Many of us will recall watching Jordan win the televised competition. His musical prowess was obvious then, but to get a proper sense of just how outstanding his talent is we really do have to see it at work in ‘live’ performance. This was our privilege on Saturday.

Jordan coaxed from the marimba every aspect of its versatility. The first movement ‘Greetings’ was at times bewitching, the second, ‘Lament’, had us all mesmerised as he effortlessly (or so he made it seem) found his way through a forest of notes, employing the 4-mallet technique which seemed almost impossible for the human hand to be able to manoeuvre so note-perfectly and faultlessly.

It was refreshing to see a prize-winning virtuoso on a percussive instrument after so long being among the ‘also-rans’ in music competitions. Jordan Ashman is the perfect ambassador for the percussion cause and the enthusiastic audience gave him his deserved ovation.

After the Interval there was a beautiful performance of ‘Ein Heldenleben’ (‘A Hero’s Life’), a lengthy one movement tone poem by Richard Strauss lasting the best part of an hour and which revealed CCSO at the top of their game. In direct line of descent from Berlioz’s Byron-inspired ‘Harold in Italy’, Strauss’s work represents the last gasp of the Hero as an icon of the Romantic Movement.

Strauss had originally provided a descriptive and detailed programme for 6 ‘movements’, but later asked for them to be removed from the score, insisting that he was not the hero of his own composition. This echoes Lord Byron who consistently denied that he was the hero of ‘Childe Harold’s Pilgrimage’, until finally throwing in the towel and admitting that he was.

Where each of Berlioz’s descriptions for the 4 movements of his symphony suggest Byron’s poem, his music hardly, if ever, reflects the Byronic verse. Strauss’s music, on the other hand, does reflect his own descriptions and they provide a sort of helpful framework for the listener to make sense of it all.

‘Ein Heldenleben’ contains some huge full orchestral engagement, very obvious in the first set, ‘The Hero’ (in Strauss’s terms), and the fourth, ‘The Hero in Battle’. Each section of the orchestra did sterling work throughout the composition which magnified the nature of their individual participation we had already encountered at the start of the concert in the Holst piece.

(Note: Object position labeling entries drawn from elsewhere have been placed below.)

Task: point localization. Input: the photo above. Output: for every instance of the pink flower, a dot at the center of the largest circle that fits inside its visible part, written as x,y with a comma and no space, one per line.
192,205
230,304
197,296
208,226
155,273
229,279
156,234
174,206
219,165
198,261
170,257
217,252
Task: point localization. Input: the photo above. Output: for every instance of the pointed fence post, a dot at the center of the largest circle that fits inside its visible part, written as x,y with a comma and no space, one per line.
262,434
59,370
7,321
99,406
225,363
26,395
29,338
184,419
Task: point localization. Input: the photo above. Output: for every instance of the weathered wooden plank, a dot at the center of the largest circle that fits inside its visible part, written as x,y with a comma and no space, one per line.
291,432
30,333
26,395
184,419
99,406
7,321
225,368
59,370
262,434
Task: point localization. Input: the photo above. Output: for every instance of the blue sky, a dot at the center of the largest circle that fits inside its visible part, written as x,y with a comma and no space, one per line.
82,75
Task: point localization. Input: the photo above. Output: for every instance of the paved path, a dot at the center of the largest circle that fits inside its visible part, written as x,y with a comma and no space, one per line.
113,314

Especially outstanding was first violinist Philippa Barton who had provided lovely solo accompaniment to some of Jordan Ashman’s sequences in the Marimba Concerto, and in her very prominent interventions throughout the Strauss symphonic work. Philippa was invited by the amazing Richard Hull to receive the applause rightfully belonging to her at the conclusion of a very enjoyable evening.